Le RPM déplore le fait que les partis confondent souvent les contenus numériques avec les jeux vidéos, ce qui explique qu’ils n’aient prévu aucune mesure spécifique pour aider au développement des contenus culturels numériques francophones disponibles sur Internet. Le RPM croit que si rien n’est fait, les contenus francophones seront éclipsés par les contenus anglophones et les Québécois dépenseront leur argent sur des sites étrangers anglophones, d’où le manque à gagner souligné par Patricia Tessier.

« Il y a des crédits d’impôt pour les contenus interactifs, reconnaît Marc Beaudet, mais ça sert essentiellement au domaine du jeu. Les gens qui veulent développer du contenu pour l’Internet ne peuvent pas en profiter, parce qu’ils ne sont pas capables de trouver l’autre partie du financement. […] L’industrie québécoise du contenu Internet est relativement fragile, on est des petites boîtes. […] Il n’y a que les États-Unis et l’Inde qui peuvent se permettre de ne pas subventionner leur industrie culturelle, parce qu’ils ont un marché intérieur très fort. »

Ignorance politique

Marc Beaudet croit que l’absence de mesure d’aide au développement de l’économie numérique s’explique par une certaine ignorance de la part de la classe politique – et de la société québécoise dans son ensemble – en ce qui a trait aux mécanismes de l’économie numérique. Le président du RPM croit que l’Internet devrait être considéré comme un service d’utilité publique, une commodité au même titre que l’électricité et le téléphone, et que le gouvernement devrait faire en sorte d’en faciliter l’accès pour tous les citoyens du Québec, peu importe leur lieu de résidence.

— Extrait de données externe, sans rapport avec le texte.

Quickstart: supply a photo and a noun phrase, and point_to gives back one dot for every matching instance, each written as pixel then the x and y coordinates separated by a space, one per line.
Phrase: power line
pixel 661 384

« Souvent, les gens à la campagne n’ont pas l’accès haute vitesse, ou c’est compliqué ou c’est très cher, affirme-t-il. Aujourd’hui, alors que le divertissement est de plus en plus sur Internet, c’est comme s’il n’y avait que des télés noir et blanc en campagne et qu’en ville ils avaient des télés couleur. Aujourd’hui, c’est presque impossible de vivre sans Internet. […] Le gouvernement du Québec se doit d’agir de façon proactive en matière de contenus numériques et interactifs, comme il le fait depuis des lustres dans les autres secteurs. […] Il n’y a rien [dans les programmes politiques] par rapport à Internet et aux plateformes numériques. […] Il semble y avoir une grande incompréhension de ce que c’est que le numérique. L’industrie des contenus numériques est vaste et ne se restreint pas qu’aux jeux vidéo. »

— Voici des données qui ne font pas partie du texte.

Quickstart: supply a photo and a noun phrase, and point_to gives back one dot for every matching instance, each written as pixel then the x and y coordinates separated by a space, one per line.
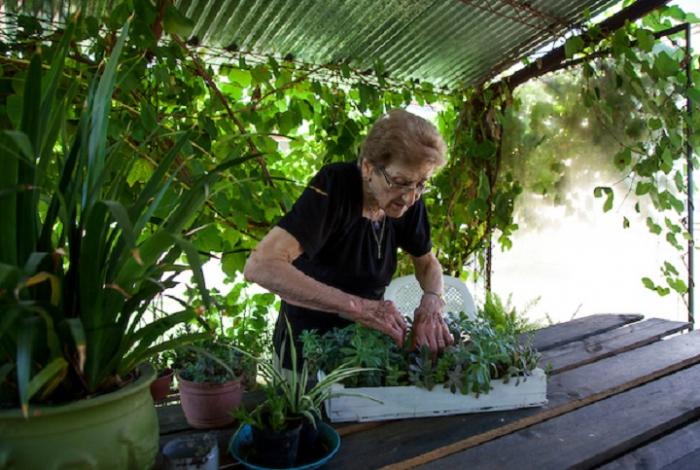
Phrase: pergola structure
pixel 450 43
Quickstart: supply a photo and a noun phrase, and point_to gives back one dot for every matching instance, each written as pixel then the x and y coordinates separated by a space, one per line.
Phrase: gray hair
pixel 400 136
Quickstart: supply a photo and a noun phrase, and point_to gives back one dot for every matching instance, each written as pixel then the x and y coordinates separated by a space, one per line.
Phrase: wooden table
pixel 623 392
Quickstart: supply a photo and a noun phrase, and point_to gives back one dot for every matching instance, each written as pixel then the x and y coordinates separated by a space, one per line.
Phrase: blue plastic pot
pixel 328 441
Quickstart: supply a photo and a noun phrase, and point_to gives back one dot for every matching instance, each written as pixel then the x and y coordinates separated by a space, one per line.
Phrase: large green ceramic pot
pixel 118 430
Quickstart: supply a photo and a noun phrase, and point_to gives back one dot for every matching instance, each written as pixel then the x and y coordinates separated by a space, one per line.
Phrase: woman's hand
pixel 429 328
pixel 383 316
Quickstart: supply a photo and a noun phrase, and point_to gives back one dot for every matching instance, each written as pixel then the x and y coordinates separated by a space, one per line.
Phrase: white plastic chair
pixel 406 293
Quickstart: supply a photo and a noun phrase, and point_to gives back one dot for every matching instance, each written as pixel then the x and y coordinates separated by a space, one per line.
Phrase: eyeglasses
pixel 418 189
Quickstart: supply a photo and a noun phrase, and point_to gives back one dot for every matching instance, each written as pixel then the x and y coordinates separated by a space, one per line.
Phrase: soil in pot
pixel 275 449
pixel 309 434
pixel 160 388
pixel 208 405
pixel 192 452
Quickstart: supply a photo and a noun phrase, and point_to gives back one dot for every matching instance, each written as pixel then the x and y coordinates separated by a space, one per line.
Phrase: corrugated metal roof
pixel 446 42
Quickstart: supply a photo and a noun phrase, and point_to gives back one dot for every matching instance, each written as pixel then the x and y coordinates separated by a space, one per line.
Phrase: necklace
pixel 380 237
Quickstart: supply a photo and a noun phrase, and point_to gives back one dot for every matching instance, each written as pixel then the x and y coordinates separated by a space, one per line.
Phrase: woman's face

C’est que les mesures d’aide au développement des contenus culturels du gouvernement du Québec se limitent la plupart du temps aux contenus télévisuels traditionnels, croit Marc Beaudet : « On annonce beaucoup d’argent pour le cinéma et la télévision, mais il n’y a rien qui est annoncé pour développer du contenu francophone en ligne ».

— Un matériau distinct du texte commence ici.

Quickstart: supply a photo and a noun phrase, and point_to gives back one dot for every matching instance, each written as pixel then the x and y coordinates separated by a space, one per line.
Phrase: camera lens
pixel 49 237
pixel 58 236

En fait, c’est surtout le gouvernement fédéral, par l’entremise de son Fonds des nouveaux médias du Canada, qui appuie le développement des contenus culturels numériques francophones. « C’est un peu étrange : on dit qu’on veut aider à développer du contenu au Québec, mais le seul qui le fait, c’est le gouvernement fédéral! », s’étonne Marc Beaudet.

La capacité de l’industrie québécoise à relever les défis de l’économie numérique, lorsqu’épaulée adéquatement par le gouvernement, ne fait pas de doute dans l’esprit de Martin Comeau. « Certes le Québec présente un retard quant à sa stratégie globale, mais au niveau du savoir et de l’expertise de ses gens, il demeure un chef de file en initiatives numériques », conclut-il.

Alain Beaulieu est adjoint au rédacteur en chef au magazine Direction informatique.